Certaines histoires s’apparentent à de véritables contes de fées. L’actuelle success story de Disney est de celles-là : « Rendez-vous compte, il y a encore seulement trois ans, Avengers n’existait pas. Aujourd’hui, cette licence est en tête des ventes de figurines actions », se réjouit Jérôme Le Grand, senior vice-président retail et licensing de la filiale française du groupe. 

De fait, les réussites s’enchaînent pour l’américain.

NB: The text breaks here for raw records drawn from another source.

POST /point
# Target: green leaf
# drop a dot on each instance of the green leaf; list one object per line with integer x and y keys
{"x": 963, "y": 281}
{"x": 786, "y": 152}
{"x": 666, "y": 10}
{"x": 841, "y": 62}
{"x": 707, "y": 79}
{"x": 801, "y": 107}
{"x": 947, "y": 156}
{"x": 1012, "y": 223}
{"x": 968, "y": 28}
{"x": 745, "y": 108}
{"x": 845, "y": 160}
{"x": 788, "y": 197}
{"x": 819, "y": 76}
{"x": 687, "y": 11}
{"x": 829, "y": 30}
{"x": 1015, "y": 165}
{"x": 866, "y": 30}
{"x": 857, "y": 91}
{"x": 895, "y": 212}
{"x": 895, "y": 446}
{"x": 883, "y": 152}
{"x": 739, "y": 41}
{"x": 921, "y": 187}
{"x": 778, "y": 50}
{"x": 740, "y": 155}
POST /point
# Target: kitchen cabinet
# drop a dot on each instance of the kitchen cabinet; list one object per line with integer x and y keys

Le film La Reine des neiges, la dernière princesse Disney sortie au cinéma fin 2013, a battu le record du groupe au box-office, surclassant Le Roi Lion avec plus de 1,07 milliard de dollars de recettes mondiales. Les livres autour de Violetta, la nouvelle héroïne que les fillettes s’arrachent, se sont déjà écoulés en France à plus de 1,3 million d’exemplaires. « C’est autant que le dernier Astérix ou la trilogie Millénium. En jouet, six des dix premières licences sont issues du groupe, Star Wars étant en tête », énumère Jérôme Le Grand. De quoi déjà assurer un bon millésime 2014 ! 

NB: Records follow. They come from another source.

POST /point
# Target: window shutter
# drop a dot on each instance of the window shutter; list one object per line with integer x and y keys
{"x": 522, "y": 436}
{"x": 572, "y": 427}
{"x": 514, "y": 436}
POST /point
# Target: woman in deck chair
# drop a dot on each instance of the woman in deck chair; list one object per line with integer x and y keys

Mais pas question pour Disney de se reposer sur ses lauriers : « Nous continuons à renouveler nos licences avec de nouvelles franchises comme Violetta, Disney Baby ou encore la nouvelle série animée Star Wars Rebels qui sortira en télévision à l’automne. Mais nous sommes aussi convaincus qu’il reste d’importants potentiels de croissance sur nos franchises pérennes, comme Les Princesses récemment revisitées avec Lego. Ce renouvellement créatif n’est possible que grâce au travail commun que nous réalisons avec nos licenciés fabricants et avec les distributeurs », poursuit ­Jérôme Le Grand. Et les initiatives ne manquent pas : textile avec Celio, Absorba ou Eleven Paris, articles de décoration avec Alinéa, bagagerie avec Samsonite… Disney diversifie ses gammes et sa distribution : « Nous avons ainsi créé une collection capsule à l’effigie de Captain America pour Amazon et une autre autour de notre nouvelle héroïne Maléfique pour La Halle », illustre Jérôme Le Grand.

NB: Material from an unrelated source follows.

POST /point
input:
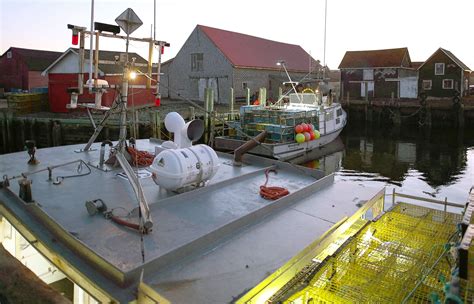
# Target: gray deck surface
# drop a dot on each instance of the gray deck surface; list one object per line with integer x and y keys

En événementiel aussi, le groupe développe le sur-mesure comme le catalogue de 12 pages de Toys‘R’Us (photo ci-dessous) en mai dernier, présentant uniquement des produits dérivés Disney, ou encore l’opération « Les enfants extraordinaires », réalisée avec La Grande Récré. Et l’actualité du groupe promet de nouveaux événements d’envergure avec, notamment, les sorties prévues en 2015 au cinéma du septième volet de la saga Star Wars et du deuxième opus d’Avengers, et le retour en télévision du Roi Lion. La Reine des neiges en tremble déjà !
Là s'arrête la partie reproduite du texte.